Aging in China is particularly complex because it is happening at a low-income level. Social safety nets are weak, with most of the elderly depending on family support. Declining family size and the erosion of traditional values magnify the challenge and place a heavy burden on small households.

High-income countries have offset the losses caused by a declining workforce by adopting innovation-driven growth models. China could achieve the same by decisively rebalancing the economy, shifting to consumption-led growth and developing the services sector.

Aging also requires specific policy measures. The new leadership needs to focus on three issues.

First, support systems for the elderly require comprehensive reform. A program for old-age income support and healthcare is needed, financed through tax revenue.
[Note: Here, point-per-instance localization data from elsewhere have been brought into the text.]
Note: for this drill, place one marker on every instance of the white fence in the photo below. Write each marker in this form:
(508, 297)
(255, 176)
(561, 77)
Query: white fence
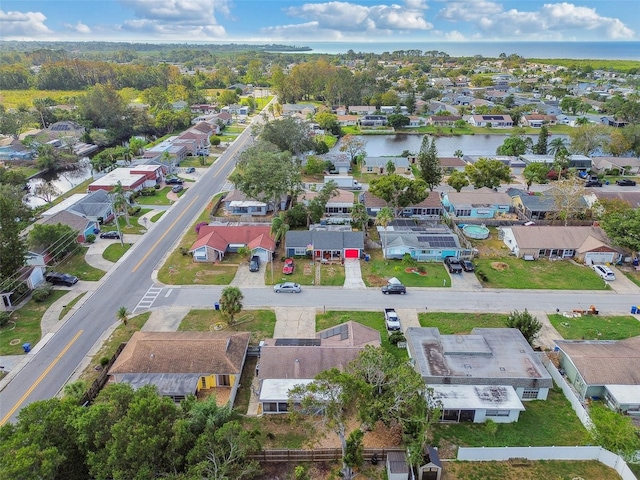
(485, 454)
(582, 414)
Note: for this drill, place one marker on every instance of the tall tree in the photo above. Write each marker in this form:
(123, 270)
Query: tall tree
(488, 173)
(429, 163)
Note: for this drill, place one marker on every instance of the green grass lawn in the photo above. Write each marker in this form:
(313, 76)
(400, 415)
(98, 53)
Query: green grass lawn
(114, 252)
(260, 323)
(24, 326)
(377, 271)
(596, 327)
(511, 272)
(543, 423)
(461, 323)
(373, 320)
(77, 265)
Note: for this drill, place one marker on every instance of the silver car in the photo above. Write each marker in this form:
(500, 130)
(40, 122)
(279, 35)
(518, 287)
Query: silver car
(287, 287)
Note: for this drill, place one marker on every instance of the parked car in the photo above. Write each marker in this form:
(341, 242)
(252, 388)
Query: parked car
(605, 272)
(287, 287)
(288, 266)
(254, 264)
(625, 182)
(113, 234)
(453, 264)
(394, 288)
(57, 278)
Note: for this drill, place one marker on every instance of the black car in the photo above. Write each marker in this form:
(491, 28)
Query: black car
(61, 279)
(453, 264)
(625, 182)
(113, 234)
(396, 288)
(467, 266)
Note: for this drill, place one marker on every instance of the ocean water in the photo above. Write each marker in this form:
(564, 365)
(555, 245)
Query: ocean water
(574, 50)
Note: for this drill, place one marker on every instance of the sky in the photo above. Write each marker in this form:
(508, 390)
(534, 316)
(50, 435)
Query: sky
(295, 22)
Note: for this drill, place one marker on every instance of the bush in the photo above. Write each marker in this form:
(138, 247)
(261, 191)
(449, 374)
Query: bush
(40, 294)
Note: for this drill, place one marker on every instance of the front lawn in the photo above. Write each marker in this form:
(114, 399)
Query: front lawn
(24, 325)
(596, 327)
(77, 265)
(462, 323)
(511, 272)
(543, 423)
(373, 320)
(260, 323)
(377, 271)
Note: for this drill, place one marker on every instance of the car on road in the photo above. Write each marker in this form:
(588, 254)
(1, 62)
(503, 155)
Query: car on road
(287, 287)
(625, 182)
(394, 288)
(453, 264)
(113, 234)
(288, 266)
(57, 278)
(467, 266)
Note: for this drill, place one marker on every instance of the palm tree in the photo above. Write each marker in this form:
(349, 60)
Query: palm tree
(384, 217)
(231, 302)
(123, 315)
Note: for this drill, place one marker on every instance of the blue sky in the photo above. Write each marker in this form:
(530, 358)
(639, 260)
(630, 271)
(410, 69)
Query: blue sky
(297, 22)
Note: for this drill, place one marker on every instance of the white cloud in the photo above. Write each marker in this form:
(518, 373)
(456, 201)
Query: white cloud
(17, 25)
(78, 27)
(554, 21)
(176, 18)
(336, 17)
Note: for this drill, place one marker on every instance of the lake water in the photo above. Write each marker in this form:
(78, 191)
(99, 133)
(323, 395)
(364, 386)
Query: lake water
(394, 145)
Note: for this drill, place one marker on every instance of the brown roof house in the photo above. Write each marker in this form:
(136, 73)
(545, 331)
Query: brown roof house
(481, 376)
(184, 363)
(606, 369)
(287, 362)
(216, 240)
(588, 244)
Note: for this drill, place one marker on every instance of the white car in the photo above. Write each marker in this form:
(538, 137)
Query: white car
(605, 272)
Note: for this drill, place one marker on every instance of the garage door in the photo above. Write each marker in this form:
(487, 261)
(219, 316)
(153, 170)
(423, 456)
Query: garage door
(599, 257)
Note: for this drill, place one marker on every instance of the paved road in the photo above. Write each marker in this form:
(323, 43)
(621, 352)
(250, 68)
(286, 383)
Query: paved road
(125, 285)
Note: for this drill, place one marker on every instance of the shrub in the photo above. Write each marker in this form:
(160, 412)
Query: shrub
(40, 294)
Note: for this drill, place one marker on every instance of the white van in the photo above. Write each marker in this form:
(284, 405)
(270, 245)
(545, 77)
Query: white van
(605, 272)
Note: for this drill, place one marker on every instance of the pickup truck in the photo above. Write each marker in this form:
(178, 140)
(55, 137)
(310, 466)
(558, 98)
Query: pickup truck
(391, 320)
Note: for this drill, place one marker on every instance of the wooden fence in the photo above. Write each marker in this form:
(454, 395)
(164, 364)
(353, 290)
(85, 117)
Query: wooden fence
(318, 455)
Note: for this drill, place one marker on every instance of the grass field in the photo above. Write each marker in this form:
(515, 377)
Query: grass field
(24, 326)
(596, 327)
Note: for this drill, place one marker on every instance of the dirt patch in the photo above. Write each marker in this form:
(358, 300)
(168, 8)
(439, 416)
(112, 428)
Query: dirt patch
(499, 266)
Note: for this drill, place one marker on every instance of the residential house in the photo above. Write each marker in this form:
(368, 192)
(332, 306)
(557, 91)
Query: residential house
(216, 240)
(379, 165)
(493, 121)
(184, 363)
(480, 203)
(83, 226)
(480, 376)
(287, 362)
(423, 244)
(237, 203)
(324, 245)
(587, 244)
(604, 369)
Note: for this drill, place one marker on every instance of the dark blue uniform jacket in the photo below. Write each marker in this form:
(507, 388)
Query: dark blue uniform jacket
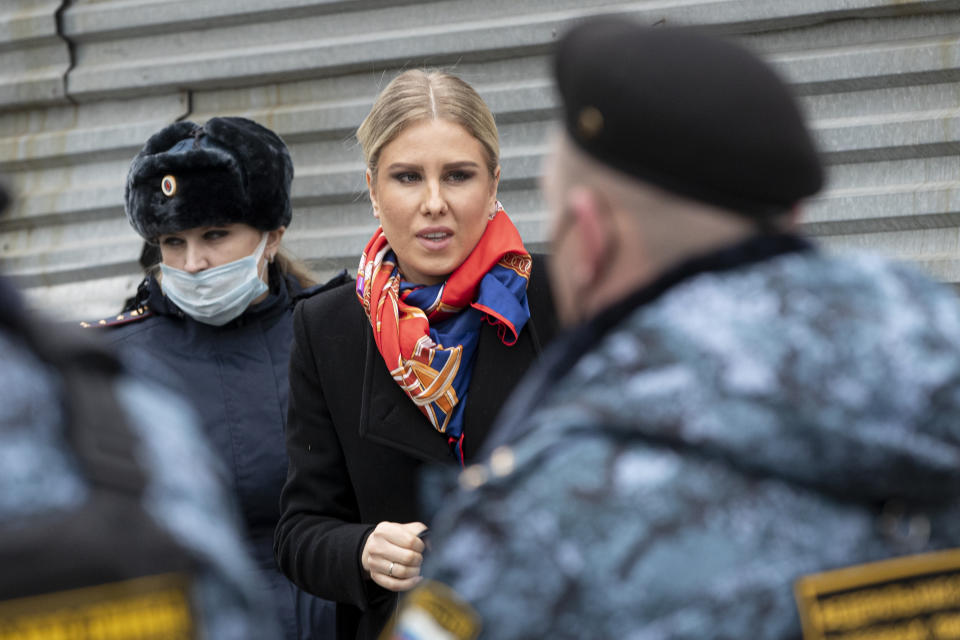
(236, 376)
Financing should be based on accurate actuarial projections, with benefits and contributions designed to be sustainable. Initially the system could prioritize the elderly, poor and those with functional dependencies, rather than providing far costlier universal benefits. At a later stage, the coverage could be expanded.

The pension system has recently been strengthened, but much more is required. While coverage has been expanded, benefits are very low, and the system is financially weak. In addition to structural reform, the underfunded social security sector needs a large upfront financial injection. The 2-percent increase in social security expenditure planned by 2015 is insufficient.
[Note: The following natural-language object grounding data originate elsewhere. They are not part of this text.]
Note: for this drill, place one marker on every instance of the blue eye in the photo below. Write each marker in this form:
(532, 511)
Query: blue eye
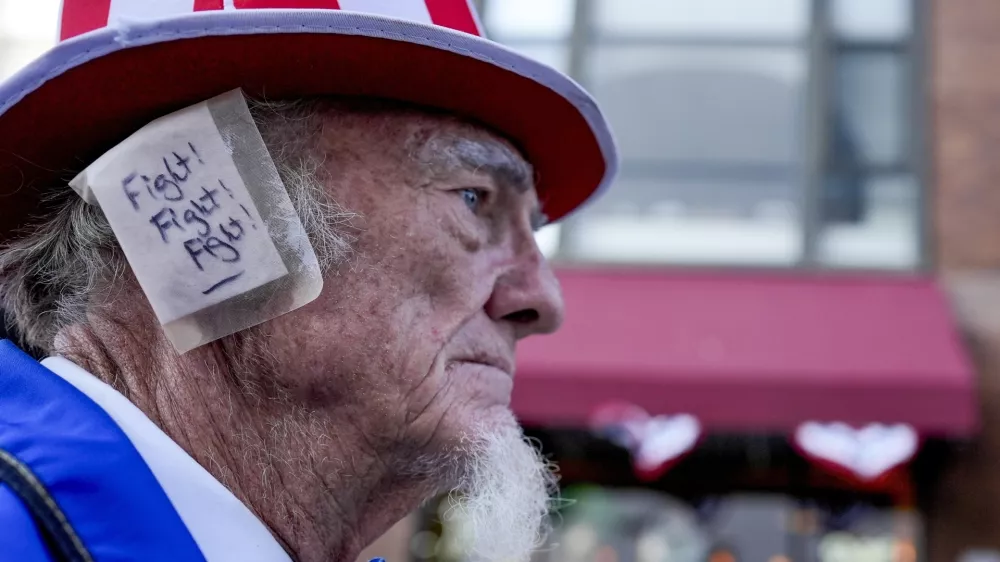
(472, 198)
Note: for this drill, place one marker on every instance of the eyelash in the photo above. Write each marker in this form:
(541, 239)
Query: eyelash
(481, 195)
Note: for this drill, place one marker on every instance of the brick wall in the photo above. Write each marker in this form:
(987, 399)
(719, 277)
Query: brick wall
(965, 207)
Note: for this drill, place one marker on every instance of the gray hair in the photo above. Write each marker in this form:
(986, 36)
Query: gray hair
(47, 277)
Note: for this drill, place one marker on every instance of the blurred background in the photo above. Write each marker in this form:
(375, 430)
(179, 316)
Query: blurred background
(805, 231)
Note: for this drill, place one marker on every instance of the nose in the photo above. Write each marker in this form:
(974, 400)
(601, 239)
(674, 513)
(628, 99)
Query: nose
(527, 296)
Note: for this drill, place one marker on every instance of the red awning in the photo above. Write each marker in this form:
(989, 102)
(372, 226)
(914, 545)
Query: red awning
(751, 352)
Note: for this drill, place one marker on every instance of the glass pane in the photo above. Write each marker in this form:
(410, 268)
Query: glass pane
(702, 104)
(870, 222)
(691, 221)
(871, 108)
(712, 157)
(744, 18)
(550, 19)
(884, 20)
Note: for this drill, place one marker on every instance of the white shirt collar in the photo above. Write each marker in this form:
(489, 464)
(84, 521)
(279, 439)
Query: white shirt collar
(224, 528)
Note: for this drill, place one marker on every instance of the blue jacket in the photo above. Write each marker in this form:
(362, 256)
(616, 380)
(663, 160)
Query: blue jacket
(72, 486)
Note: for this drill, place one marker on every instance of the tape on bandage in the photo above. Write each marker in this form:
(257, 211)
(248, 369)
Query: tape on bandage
(204, 220)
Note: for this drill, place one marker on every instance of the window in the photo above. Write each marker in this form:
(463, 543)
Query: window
(752, 132)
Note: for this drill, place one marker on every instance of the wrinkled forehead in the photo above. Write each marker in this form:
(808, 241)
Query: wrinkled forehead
(437, 143)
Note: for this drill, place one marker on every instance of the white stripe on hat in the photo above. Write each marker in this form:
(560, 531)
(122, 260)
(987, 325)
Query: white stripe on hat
(415, 10)
(148, 10)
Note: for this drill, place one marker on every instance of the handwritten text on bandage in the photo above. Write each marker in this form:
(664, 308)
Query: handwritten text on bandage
(188, 206)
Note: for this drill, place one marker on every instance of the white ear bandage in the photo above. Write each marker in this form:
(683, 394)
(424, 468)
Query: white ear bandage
(197, 206)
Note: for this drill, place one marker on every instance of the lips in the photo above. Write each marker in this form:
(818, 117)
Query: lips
(495, 361)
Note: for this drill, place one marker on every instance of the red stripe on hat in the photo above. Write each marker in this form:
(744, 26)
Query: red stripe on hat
(81, 16)
(206, 5)
(288, 4)
(456, 14)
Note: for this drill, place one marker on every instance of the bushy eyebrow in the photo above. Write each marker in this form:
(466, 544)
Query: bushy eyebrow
(490, 157)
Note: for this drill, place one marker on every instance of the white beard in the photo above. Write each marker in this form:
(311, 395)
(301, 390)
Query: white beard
(500, 510)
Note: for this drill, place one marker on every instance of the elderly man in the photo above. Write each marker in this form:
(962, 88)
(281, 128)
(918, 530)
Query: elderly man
(353, 355)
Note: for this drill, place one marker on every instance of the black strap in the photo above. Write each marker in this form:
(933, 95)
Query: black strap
(63, 542)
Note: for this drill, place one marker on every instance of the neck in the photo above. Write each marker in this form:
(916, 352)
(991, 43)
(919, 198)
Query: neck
(324, 495)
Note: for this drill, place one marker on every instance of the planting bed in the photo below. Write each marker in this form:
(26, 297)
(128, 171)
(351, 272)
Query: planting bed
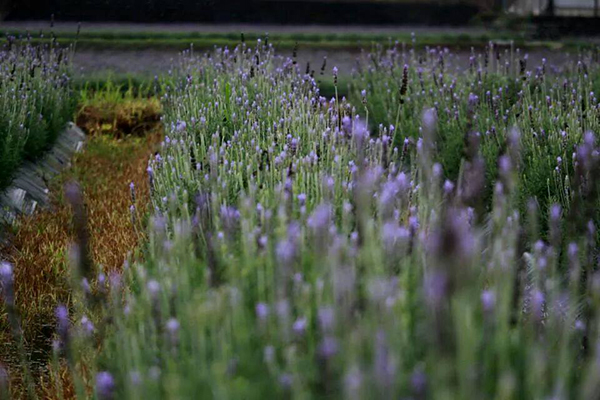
(433, 234)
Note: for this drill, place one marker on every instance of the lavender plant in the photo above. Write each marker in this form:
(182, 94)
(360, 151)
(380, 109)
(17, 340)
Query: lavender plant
(295, 253)
(483, 97)
(35, 101)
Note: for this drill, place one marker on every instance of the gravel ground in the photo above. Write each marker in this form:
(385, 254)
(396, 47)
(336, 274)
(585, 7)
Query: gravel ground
(153, 61)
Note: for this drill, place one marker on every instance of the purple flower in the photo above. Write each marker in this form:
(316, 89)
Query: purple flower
(488, 300)
(87, 326)
(180, 126)
(262, 311)
(299, 326)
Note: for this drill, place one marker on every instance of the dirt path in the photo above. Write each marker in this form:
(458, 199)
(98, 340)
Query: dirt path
(40, 246)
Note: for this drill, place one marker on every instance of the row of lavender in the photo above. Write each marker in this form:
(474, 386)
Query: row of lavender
(35, 102)
(294, 252)
(479, 100)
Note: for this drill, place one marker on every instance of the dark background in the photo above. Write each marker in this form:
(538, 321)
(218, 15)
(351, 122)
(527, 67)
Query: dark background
(338, 12)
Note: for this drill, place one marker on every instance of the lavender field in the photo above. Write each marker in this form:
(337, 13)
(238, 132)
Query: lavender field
(431, 236)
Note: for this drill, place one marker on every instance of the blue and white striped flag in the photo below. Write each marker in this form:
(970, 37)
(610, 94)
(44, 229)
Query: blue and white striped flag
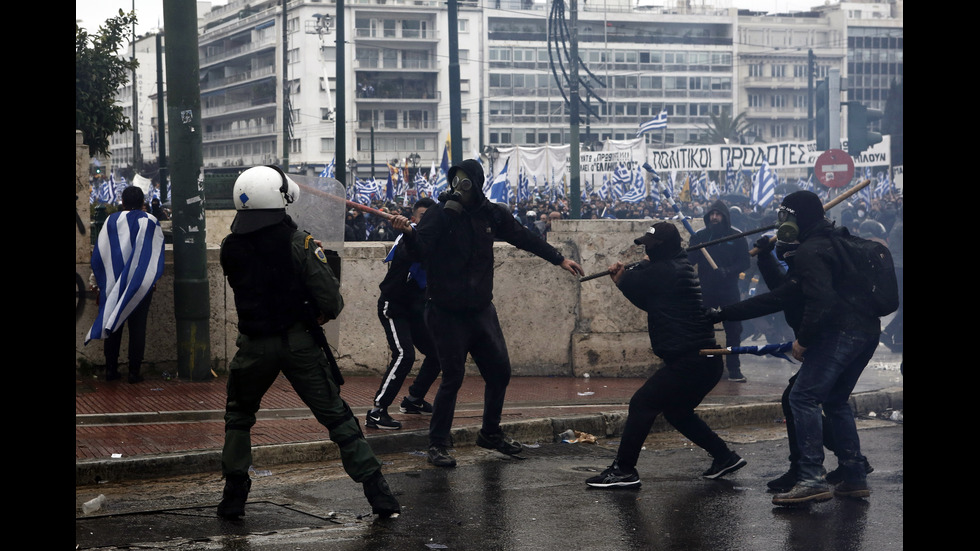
(622, 178)
(764, 186)
(127, 262)
(329, 170)
(107, 191)
(660, 121)
(638, 191)
(604, 192)
(523, 186)
(499, 190)
(368, 190)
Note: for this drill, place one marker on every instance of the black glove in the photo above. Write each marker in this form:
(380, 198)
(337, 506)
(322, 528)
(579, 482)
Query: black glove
(765, 244)
(713, 315)
(454, 207)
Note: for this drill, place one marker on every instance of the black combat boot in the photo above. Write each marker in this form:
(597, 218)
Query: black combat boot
(383, 502)
(232, 506)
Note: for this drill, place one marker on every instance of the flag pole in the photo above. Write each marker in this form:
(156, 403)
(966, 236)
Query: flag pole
(670, 201)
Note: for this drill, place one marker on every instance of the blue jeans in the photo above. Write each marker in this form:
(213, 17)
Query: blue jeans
(831, 368)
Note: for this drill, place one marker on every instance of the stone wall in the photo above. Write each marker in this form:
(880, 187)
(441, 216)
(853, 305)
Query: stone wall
(553, 324)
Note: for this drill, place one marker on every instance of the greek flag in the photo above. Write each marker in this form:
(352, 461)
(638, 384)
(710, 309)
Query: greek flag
(621, 180)
(731, 179)
(107, 191)
(764, 186)
(638, 191)
(604, 192)
(127, 262)
(368, 191)
(329, 169)
(389, 187)
(660, 121)
(523, 186)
Strengthening pensions also requires financial liberalization. A more sophisticated financial system, including a wider range of investment options and an open regulatory framework, would lay the foundation for the establishment of private pension funds to complement government efforts.
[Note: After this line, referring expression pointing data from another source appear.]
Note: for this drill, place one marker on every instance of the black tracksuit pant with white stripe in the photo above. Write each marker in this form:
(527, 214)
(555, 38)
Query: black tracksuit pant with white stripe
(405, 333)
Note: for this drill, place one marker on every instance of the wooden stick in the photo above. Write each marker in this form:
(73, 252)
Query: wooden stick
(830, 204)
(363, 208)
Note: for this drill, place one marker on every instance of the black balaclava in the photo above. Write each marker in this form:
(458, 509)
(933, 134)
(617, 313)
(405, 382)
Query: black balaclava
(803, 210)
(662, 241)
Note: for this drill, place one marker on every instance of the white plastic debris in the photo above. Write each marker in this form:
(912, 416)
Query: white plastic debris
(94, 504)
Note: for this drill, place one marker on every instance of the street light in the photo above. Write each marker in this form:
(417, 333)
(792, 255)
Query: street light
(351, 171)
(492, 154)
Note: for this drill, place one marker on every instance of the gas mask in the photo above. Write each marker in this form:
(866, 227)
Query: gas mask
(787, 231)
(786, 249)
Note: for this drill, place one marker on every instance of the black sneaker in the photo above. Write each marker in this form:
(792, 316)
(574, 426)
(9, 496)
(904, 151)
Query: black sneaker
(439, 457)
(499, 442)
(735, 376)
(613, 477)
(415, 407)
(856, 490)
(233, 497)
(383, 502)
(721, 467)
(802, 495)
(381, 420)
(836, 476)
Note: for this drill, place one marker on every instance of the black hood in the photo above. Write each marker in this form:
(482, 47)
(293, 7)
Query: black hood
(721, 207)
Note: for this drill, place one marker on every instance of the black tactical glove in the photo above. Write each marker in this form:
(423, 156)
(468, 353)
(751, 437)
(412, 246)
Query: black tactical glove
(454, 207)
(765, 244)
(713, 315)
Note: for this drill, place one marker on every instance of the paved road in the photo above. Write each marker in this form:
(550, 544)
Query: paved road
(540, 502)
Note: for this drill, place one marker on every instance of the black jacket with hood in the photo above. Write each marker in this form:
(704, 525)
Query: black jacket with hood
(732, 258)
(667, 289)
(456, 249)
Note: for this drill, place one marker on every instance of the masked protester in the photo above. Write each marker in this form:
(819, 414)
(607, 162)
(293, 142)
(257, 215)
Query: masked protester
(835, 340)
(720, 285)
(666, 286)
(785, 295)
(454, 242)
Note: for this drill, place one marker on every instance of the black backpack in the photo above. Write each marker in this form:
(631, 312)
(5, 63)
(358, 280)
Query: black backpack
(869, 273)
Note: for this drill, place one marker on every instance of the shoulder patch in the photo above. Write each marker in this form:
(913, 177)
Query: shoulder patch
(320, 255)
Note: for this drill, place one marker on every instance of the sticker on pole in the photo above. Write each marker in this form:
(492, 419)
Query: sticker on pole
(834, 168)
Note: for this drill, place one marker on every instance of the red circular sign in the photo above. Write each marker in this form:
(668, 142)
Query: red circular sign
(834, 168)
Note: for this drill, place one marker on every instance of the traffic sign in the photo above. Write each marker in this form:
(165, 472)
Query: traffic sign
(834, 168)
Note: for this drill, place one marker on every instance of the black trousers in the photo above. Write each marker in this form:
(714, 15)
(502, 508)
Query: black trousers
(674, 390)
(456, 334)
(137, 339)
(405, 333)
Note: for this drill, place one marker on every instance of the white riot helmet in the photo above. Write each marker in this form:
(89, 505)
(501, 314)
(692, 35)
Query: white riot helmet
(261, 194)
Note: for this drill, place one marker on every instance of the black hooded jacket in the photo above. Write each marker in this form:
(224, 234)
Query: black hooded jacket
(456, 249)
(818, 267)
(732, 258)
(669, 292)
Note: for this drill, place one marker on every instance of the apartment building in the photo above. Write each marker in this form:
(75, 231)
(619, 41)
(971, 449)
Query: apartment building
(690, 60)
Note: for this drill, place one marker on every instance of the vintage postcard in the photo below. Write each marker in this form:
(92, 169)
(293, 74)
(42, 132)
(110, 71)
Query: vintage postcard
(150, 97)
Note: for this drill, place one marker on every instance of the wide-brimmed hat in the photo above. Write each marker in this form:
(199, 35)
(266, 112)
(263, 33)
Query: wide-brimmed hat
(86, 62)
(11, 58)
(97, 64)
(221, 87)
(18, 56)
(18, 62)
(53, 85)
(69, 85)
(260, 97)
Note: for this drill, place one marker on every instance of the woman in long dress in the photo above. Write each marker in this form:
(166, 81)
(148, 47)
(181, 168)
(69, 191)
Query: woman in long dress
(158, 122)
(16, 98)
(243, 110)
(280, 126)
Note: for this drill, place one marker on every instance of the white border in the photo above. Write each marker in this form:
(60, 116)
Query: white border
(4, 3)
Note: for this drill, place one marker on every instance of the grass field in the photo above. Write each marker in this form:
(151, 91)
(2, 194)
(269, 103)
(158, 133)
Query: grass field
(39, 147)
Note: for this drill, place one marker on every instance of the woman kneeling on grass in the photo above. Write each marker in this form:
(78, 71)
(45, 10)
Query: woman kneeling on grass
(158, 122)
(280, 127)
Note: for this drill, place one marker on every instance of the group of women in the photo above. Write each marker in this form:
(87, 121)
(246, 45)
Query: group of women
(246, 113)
Second, labor markets need to be opened and the workforce expanded. The household registration (hukou) system and restrictions on the portability of social benefits hinder migration, geographical mobility and, ultimately, urbanization. Compounded by skill shortages, they impede China’s movement up the value chain. The 12th Five-Year Plan (2011-15) envisages a gradual dismantling of the hukou system, and the new leaders have indicated their intention to improve living conditions for China’s 220 million migrant workers. These efforts should be accelerated.

In line with high-income countries, China should also consider raising the retirement age. The current general retirement ages, 60 for men and 55 for women, date back to 1950, when life expectancy was much lower. China may also need to consider other measures to increase labor supply, such as reviewing immigration policies.

Third, workers’ skills need strengthening, and productivity and innovation need to be enhanced. Otherwise, deficits in the labor force will erode the country’s competitiveness, reducing exports and economic growth. Substantial investments in research and development and a shift toward student-centered education are essential to increase labor productivity and support innovation.

As production becomes more sophisticated, the technical and vocational skills of the workforce are increasingly important. Skill development must be aligned with labor market needs and help companies respond flexibly to changing circumstances. China currently suffers from skill shortages in several sectors, and a rapidly aging population is likely to reduce labor market flexibility.

Greater investments in human development will result in higher labor productivity and help indigenous innovation to take root. High literacy rates and universal primary education are not sufficient for China to raise incomes. Tertiary education, and technical and vocational education need to be aligned with the country’s development strategy, supported by private and public initiatives. The government must ensure that all income groups have an opportunity to acquire the skills demanded by innovation-driven growth.

The new leadership has embraced the need for reform. China’s strong fiscal position provides ample room to finance the transition to consumption-based growth, supported by increased public spending. The two annual sessions present a unique opportunity to broaden what is already an impressive and far-reaching reform agenda.